Check out the history of Colorado’s fires and you’ll see that my daddy wasn’t exaggerating: The fires are far worse now. Until 1950, Colorado fires were little affairs—300 acres, 135 acres, at most 2,000 acres burned. In 1950, Colorado’s Cheyenne Mountain Fire, up until then the biggest in Colorado history, burned 28,000 acres. The Hayman Fire of 2002 burned 137,760 acres and for years was known as Colorado’s biggest fire. Jump to 2020 and all of our notable fires require six digits now: the Cameron Peak Fire (208,664 acres burned, the largest in Colorado history); the Troublesome Gulch (193,812 acres burned); the Mullen Fire (176,878 acres burned). With each conflagration, firefighters and local residents are injured or killed. Homes and businesses and livelihoods are lost. Incalculable numbers of animals and butterflies and birds and snakes and wildflowers and shaded glens are annihilated.

In part, these huge infernos are caused by decades of bad fire management, which allowed a lot of trees to become fuel for super fires. But these fires also occur because the American West is drier and hotter than it has ever been in recorded history. And these hotter and drier conditions are connected to global climate change and the continued reckless exploitation of fossil fuels. There’s a clear human fingerprint to be found on these newly intensified fires: the fingerprints of the oil, coal, and gas corporations. For decades, the fossil fuel industry ridiculed climate science and in the process limited our energy choices and kept consumers captive in an unsustainable lifestyle, forcing us all to be emitters of carbon dioxide and other greenhouse gases. 

As a result, many of us Westerners now spend more of our summers inside, retreating from the heat and smoke. But wild animals have no “inside” to retreat to. Billions of animals died in early 2020 in Australia’s fires. Countless animals perish each year in fires across the American West. 

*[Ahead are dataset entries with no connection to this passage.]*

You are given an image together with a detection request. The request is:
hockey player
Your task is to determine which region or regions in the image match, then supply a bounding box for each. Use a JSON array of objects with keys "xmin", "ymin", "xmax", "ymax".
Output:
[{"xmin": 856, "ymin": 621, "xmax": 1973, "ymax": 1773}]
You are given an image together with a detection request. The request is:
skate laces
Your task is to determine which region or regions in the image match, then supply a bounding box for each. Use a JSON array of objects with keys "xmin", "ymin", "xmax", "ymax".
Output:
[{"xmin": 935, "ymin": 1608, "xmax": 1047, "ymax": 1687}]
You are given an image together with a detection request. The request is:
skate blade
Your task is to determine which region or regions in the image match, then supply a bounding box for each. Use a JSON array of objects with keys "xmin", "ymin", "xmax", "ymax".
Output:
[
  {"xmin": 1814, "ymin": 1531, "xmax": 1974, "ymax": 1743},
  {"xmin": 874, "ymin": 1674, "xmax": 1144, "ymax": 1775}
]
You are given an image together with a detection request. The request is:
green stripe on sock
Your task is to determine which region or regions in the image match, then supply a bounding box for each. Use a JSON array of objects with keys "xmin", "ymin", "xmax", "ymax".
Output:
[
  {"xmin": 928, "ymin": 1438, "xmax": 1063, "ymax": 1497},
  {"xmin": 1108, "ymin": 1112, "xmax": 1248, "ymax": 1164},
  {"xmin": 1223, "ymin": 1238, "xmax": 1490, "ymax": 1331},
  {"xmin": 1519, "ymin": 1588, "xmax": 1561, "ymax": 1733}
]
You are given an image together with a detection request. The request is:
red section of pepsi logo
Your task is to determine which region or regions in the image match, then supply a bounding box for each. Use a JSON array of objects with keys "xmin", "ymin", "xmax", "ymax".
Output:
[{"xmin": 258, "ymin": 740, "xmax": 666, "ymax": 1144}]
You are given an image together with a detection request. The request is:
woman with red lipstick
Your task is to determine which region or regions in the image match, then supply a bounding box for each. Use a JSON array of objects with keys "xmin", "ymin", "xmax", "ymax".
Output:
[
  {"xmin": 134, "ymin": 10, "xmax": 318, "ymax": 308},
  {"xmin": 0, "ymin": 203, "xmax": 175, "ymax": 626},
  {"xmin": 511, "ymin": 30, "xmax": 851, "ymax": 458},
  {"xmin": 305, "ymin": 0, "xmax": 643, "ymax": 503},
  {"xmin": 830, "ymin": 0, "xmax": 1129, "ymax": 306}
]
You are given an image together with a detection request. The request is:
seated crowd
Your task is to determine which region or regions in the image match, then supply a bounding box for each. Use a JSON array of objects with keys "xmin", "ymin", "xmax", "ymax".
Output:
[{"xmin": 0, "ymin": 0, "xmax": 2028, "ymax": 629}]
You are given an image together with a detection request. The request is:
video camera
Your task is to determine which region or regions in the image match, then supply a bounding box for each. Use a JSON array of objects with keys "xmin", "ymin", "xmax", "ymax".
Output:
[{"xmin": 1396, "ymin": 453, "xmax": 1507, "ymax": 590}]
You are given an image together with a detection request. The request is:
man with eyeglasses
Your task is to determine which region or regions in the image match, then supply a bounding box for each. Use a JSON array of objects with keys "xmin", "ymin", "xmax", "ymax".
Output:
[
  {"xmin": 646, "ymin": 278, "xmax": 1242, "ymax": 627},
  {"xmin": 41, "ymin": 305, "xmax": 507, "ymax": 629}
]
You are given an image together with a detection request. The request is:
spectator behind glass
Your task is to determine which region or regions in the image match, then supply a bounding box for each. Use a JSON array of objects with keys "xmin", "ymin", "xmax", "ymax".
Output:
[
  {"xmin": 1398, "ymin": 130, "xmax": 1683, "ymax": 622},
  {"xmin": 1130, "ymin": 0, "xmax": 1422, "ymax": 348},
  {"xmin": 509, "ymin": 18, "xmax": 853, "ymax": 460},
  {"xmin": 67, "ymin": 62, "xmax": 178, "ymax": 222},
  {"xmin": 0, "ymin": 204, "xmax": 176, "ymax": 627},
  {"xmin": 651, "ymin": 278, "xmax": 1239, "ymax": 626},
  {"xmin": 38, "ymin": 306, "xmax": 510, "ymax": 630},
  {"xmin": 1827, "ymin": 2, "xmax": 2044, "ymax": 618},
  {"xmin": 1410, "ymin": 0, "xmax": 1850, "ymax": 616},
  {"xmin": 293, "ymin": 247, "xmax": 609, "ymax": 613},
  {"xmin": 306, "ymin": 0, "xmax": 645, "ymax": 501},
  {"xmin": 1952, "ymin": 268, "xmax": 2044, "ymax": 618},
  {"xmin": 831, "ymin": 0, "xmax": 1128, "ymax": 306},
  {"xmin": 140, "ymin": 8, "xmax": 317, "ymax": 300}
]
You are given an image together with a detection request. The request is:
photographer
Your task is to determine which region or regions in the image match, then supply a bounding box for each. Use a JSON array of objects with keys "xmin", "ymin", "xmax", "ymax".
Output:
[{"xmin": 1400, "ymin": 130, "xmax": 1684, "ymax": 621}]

I feel angry each year now as the fire season begins, and I’m not the only one. We should be able to go outside—it’s a pretty natural thing to want to do. I also feel fear for our community. The city of Boulder has been largely spared so far from wildfires, but our mountain communities have been hit hard with hundreds of homes lost to fire in the surrounding county.

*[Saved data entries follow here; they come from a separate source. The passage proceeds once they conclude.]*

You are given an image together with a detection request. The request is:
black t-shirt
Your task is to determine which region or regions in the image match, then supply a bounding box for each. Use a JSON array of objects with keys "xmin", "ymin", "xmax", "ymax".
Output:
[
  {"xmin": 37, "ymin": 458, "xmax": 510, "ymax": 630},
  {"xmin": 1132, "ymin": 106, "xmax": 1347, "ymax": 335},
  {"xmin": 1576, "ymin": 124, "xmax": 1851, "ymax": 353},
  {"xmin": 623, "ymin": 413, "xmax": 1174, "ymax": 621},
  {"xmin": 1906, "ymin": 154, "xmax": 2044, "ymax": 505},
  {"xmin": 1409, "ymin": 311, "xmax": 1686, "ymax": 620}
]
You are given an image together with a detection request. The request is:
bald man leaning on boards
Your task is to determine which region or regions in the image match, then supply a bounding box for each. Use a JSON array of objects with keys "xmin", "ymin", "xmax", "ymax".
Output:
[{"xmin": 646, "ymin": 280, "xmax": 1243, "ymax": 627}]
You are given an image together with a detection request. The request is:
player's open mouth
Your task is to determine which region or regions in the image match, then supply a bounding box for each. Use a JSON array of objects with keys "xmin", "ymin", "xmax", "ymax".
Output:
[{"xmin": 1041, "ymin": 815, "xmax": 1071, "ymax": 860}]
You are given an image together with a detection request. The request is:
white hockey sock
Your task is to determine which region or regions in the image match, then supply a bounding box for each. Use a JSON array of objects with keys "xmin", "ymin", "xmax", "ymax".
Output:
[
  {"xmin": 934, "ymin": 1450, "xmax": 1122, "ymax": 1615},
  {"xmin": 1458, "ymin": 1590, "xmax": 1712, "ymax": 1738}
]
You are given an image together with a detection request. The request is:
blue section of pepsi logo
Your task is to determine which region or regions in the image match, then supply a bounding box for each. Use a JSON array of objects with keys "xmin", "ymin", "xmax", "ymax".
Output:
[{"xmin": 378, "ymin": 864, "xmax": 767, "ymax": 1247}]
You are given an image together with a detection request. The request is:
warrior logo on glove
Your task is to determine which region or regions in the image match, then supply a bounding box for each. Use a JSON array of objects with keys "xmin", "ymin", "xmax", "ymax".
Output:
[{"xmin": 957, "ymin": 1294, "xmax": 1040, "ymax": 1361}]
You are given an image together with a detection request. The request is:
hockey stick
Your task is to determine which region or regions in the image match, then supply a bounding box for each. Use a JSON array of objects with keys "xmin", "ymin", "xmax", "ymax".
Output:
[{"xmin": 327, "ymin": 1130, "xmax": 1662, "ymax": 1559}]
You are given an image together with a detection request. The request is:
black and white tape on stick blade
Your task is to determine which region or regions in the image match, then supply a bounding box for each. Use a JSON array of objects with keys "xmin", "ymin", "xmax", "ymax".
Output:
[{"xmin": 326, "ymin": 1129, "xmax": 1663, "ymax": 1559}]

For at least part of this summer, Coloradans will again endure smoke-filled skies from fires in Montana, Wyoming, Arizona, California, depending on which way the wind blows. And as our Colorado forests burst into flames this summer, people in other states will have to endure the smoke of our fires. Colorado is part of a global trend, one which scientists have predicted for more than 50 years and which has been ignored by the fossil fuel industry for just as long

As anyone who lives in the West now knows all too well, the fires and the smoke make it nearly impossible to breathe. They have left us suffocating on the fossil fuel industry’s decades-long dismissal of scientific facts. This year, my household invested in electric heat pumps and a plug-in hybrid car—our way of doing our small part to tackle the root causes of the climate crisis and the intensifying fires. We spent a lot of money to do what the fossil fuel industry refuses to do: move on from oil, gas, and coal—the original sparks of the fires we now have to endure.